Altice élève une muraille entre l'Europe et les Etats-Unis

Par Pierre Manière  |   |  619  mots
Patrick Drahi, le fondateur et propriétaire d'Altice, la maison-mère de SFR. (Crédits : © Benoit Tessier / Reuters)
Pour éviter que ses câblo-opérateurs aux Etats-Unis ne payent aussi en Bourse les difficultés de SFR en France, Patrick Drahi a décidé de séparer complètement ses deux activités des deux côtés de l’Atlantique.

Le 24 mai dernier, Patrick Drahi, le fondateur et propriétaire d'Altice, était tout sourire. A New York, lors d'un grand show diffusé en mondovision, le chef de file du géant des télécoms et des médias donnait le coup d'envoi d'une vaste opération de « rebranding ». But de la manœuvre : fédérer les différentes entités du groupe sous la même bannière d'Altice. Patrick Drahi souhaitait alors que sa société, qualifiée de « grande famille », soit désormais considérée comme un vrai groupe mondial. Et non comme une accumulation d'actifs disparates rachetés opportunément à grands coups de LBO.

Huit mois plus tard, l'état-major d'Altice souhaite, au contraire, en finir avec cette image d'un groupe qui marche comme un seul homme. Pourquoi ? Parce que cette image est devenue nuisible, notamment pour ses câblo-opérateurs aux Etats-Unis. Il faut dire qu'au mois de novembre, lorsque les déboires de SFR ont provoqué une sévère dégringolade de sa maison-mère à la Bourse d'Amsterdam, ses filiales américaines en ont payé le contrecoup à Wall Street malgré des résultats honorables. Voilà notamment pourquoi, dans la nuit de lundi à mardi, Altice a annoncé la séparation complète de ses activités en Europe et aux Etats-Unis. Concrètement, le groupe va muer en deux entités distinctes, indépendantes, avec des objectifs propres et un management dédié. D'un côté Altice USA, qui réunit les câblo-opérateurs Suddenlink et Cablevision. Et de l'autre côté Altice Europe, qui rassemble trois entités : Altice France (SFR Telecom, SFR Media), Altice International (dont Portugal Telecom, Hot en Israël), et une nouvelle filiale de télévision payante, Altice Pay TV.

« Clarté et simplicité »

Avec cette réorganisation, Patrick Drahi espère ainsi protéger ses activités américaines, et remonter la pente en Bourse. Conscient que la structure « complexe » d'Altice suscitait jusqu'alors l'inquiétude de certains investisseurs, Dexter Goei, le DG d'Altice USA, mise sur cette séparation pour les rassurer. « Nous avons deux activités distinctes dans deux régions géographiques différentes, a-t-il affirmé lors d'une conférence téléphonique. Dans la durée, nous espérons que la clarté et la simplicité de la structure vont aider nos actionnaires à soutenir par la suite les initiatives [engagées]. »

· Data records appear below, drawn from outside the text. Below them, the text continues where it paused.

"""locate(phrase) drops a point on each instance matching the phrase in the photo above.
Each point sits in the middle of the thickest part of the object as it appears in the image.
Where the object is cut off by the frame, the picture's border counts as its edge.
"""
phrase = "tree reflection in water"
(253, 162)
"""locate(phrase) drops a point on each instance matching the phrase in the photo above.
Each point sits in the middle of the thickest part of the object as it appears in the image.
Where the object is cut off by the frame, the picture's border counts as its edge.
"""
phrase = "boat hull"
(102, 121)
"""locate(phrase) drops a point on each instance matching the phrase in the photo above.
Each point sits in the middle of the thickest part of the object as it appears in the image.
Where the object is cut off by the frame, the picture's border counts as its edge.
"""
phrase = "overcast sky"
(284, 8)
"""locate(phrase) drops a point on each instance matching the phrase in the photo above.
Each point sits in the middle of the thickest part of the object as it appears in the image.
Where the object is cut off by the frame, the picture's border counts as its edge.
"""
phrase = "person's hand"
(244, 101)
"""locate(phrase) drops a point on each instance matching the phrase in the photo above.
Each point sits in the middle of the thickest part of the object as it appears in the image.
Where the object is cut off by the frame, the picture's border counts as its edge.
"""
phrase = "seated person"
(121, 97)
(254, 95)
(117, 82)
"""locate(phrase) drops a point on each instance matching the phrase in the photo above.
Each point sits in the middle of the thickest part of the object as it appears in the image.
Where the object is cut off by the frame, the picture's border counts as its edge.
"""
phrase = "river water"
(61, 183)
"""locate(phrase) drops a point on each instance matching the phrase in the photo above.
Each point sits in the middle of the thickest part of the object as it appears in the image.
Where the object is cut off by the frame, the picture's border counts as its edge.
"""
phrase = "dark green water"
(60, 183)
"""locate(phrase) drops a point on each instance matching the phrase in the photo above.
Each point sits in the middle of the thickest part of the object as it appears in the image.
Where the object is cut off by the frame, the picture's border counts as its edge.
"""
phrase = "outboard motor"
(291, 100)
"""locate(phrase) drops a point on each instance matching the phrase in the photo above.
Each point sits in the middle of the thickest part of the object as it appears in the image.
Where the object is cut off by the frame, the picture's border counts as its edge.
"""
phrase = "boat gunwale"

Concrètement, la restructuration d'Altice se fera via une un spin-off (répartition secondaire d'action), qui séparera Altice USA de Altice NV, la maison-mère du groupe, de droit néerlandais. Sachant que cette dernière possède aujourd'hui 67,2% de la filiale américaine. Au terme de l'opération, Patrick Drahi gardera le contrôle des deux entités via sa holding Next. Il détiendra notamment au moins 51% des droits de vote d'Altice USA. L'opération, qui nécessite encore le feu vert des autorités de la concurrence, pourrait, selon Altice, être finalisée d'ici la fin du premier semestre.

Dividende de 1,5 milliard

Avant cette réorganisation, Patrick Drahi va également puiser dans les caisses d'Altice USA, qui versera un dividende exceptionnel de 1,5 milliard de dollars. Une manne qui profitera directement à Altice NV, qui récupérera 900 millions de dollars, et en consacrera 625 millions pour réduire la dette du futur Altice Europe. En outre, le conseil d'administration d'Altice USA a décidé de lancer un programme de rachat d'actions à hauteur de deux milliards de dollars, qui verra le jour après la scission. Ces annonces ont d'emblée donné un coup de fouet aux cours de Bourse d'Altice NV (+8,25% à 10,22 euros à 16h10 à Amsterdam) et d'Altice USA (+13,89% à 24,02 dollars à 10h10 à New York).